Traffic: Heaven is in Your Mind
Album #87 -December 1967
Episode date - September 23, 2015
For years I underrated the excellence of this album, and I can only muster a papier-mâché excuse.
As was common at the time, the American and British versions differed significantly from one another, but unlike the typical scenario, the American album actually improved on the British original. It contained twelve tracks to the British ten (a complete reversal of historical patterns there), and the added tracks were originally British singles, resulting in a much more satisfying product. I came late to Traffic and when I did, I first became familiar with the inferior British arrangement. For decades, I didn’t even know that the difference existed, so I presumed that Traffic’s first album was a spotty, overtly hippie-fied bore.
Oops. Now I feel the need to apologize for decades of ignorance, and I wonder why I even developed this prejudice in the first place. Generally speaking, I have a soft spot for psychedelic music, so why was I so harsh? In truth, I believe I was simply being dismissive because the details regarding the history of Traffic has always confused me. The debut album was entitled “Mr. Fantasy” in Europe, but changed to “Heaven Is in Your Mind” in America. It was soon reissued with the English title, but it retained a cover photo that showed only Steve Winwood, Jim Capaldi and Chris Wood because guitarist and songwriter Dave Mason left the band before the American album was printed. A re-release campaign in the late ‘70s deleted this version of the album entirely, opting for the British cover art and track layout (which explains how I later got duped). If that isn’t confusing enough, the band’s history continued to grow even more opaque.

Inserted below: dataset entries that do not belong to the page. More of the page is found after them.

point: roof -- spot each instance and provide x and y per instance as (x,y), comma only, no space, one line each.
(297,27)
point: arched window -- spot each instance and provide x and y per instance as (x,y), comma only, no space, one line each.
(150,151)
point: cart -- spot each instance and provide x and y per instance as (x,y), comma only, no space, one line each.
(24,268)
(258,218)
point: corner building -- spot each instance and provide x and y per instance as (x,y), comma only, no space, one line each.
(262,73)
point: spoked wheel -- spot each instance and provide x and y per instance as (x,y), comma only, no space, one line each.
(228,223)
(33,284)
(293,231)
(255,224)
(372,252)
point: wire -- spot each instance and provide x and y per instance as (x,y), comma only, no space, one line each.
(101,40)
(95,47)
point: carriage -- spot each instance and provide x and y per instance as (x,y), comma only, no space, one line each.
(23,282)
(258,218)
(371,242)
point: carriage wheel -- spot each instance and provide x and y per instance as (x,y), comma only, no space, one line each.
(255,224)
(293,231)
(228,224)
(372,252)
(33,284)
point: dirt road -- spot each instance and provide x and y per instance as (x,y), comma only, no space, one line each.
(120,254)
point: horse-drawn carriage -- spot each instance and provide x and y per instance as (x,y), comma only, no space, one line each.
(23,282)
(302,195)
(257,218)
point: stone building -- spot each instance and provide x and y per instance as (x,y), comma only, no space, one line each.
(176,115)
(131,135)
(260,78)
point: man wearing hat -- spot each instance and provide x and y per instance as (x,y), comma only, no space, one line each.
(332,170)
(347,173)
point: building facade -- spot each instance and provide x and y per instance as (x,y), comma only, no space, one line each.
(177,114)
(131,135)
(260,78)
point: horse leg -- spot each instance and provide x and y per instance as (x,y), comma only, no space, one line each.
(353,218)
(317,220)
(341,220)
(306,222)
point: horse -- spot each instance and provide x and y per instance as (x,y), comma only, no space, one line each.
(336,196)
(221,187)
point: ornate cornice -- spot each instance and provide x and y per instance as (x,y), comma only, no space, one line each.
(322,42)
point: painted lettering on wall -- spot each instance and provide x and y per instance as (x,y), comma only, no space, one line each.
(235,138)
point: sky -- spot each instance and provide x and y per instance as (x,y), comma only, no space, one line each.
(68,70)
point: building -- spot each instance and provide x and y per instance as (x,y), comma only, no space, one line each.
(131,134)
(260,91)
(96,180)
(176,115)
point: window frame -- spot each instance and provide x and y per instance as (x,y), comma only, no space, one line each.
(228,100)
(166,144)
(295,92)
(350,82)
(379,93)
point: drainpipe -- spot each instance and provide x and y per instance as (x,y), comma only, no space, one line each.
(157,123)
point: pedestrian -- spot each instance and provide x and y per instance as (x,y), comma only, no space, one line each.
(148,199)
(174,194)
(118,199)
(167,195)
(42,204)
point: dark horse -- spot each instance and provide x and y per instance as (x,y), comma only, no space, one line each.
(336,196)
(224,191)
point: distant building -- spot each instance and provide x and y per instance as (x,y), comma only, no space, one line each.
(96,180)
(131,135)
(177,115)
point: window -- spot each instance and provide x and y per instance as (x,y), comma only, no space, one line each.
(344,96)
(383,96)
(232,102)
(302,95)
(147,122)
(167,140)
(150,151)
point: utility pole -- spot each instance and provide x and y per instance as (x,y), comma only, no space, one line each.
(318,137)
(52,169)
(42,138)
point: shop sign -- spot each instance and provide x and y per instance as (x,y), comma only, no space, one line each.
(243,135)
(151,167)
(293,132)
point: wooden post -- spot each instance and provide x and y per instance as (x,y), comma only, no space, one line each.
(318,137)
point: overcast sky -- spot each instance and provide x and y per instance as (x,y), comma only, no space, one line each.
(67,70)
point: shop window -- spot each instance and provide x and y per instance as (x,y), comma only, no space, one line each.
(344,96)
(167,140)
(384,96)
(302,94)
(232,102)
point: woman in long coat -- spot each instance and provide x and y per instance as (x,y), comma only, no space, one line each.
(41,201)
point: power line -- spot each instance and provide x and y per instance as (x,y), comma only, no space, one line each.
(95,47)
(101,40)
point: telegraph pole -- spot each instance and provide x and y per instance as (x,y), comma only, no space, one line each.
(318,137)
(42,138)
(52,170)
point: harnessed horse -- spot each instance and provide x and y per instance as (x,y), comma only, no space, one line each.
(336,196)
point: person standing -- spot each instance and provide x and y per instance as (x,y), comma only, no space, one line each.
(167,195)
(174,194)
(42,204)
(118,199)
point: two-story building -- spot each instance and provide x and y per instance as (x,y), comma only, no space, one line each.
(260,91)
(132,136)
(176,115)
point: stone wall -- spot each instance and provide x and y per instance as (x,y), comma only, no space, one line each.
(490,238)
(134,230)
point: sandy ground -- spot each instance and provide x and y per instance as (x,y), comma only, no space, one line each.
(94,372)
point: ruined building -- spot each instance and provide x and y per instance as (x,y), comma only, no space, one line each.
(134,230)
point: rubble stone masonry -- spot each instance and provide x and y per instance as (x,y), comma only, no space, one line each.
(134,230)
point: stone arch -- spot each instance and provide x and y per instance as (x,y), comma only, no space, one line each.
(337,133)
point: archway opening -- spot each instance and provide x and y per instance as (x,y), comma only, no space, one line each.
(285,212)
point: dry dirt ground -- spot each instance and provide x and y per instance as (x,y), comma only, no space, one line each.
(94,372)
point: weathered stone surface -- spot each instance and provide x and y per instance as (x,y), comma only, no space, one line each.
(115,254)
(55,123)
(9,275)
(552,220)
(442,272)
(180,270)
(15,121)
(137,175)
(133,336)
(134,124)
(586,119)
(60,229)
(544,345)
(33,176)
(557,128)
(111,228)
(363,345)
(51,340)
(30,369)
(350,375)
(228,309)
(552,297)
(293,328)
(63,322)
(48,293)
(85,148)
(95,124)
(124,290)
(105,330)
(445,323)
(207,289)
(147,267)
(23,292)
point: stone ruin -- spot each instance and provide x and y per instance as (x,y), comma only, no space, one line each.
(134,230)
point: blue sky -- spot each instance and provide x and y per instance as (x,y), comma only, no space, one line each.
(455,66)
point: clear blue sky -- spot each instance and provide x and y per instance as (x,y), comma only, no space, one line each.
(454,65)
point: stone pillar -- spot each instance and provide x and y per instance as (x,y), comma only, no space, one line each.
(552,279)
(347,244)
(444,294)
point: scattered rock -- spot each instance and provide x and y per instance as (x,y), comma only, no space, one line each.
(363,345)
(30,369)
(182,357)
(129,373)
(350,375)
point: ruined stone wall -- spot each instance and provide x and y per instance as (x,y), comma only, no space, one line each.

Traffic came together with a typical hippie idealism of the times, with the intention of living communally while making music together (much like the Monkees, except for real). The pacifist image of a band cohabitating in the English countryside for the purpose of writing and recording as a unit seemed ideal, but reality intervened. As a band member, Mason came and went so often that it seemed like he might be fired before you flipped the record. It all seemed a bit contentious from the outside, which ran against the intended spirit of the project. A glance at the writing credits inadvertently tells much of the story, as Capaldi, Winwood and Wood generally shared songwriting, while Mason’s songs are his and his alone. Also, Mason wrote both of the songs omitted from the American album. He obviously stood apart from his bandmates and the rift ultimately came to head. Unfortunately, the remaining trio realized that they didn’t function well for live shows, so Mason was asked to return which lasted until the end of side two of their second record. Traffic would go on to become one of the better progenitors of rock/jazz (as opposed to jazz-rock) but the debut shows a band stretching for an experimental purity of expression that proved to be unattainable.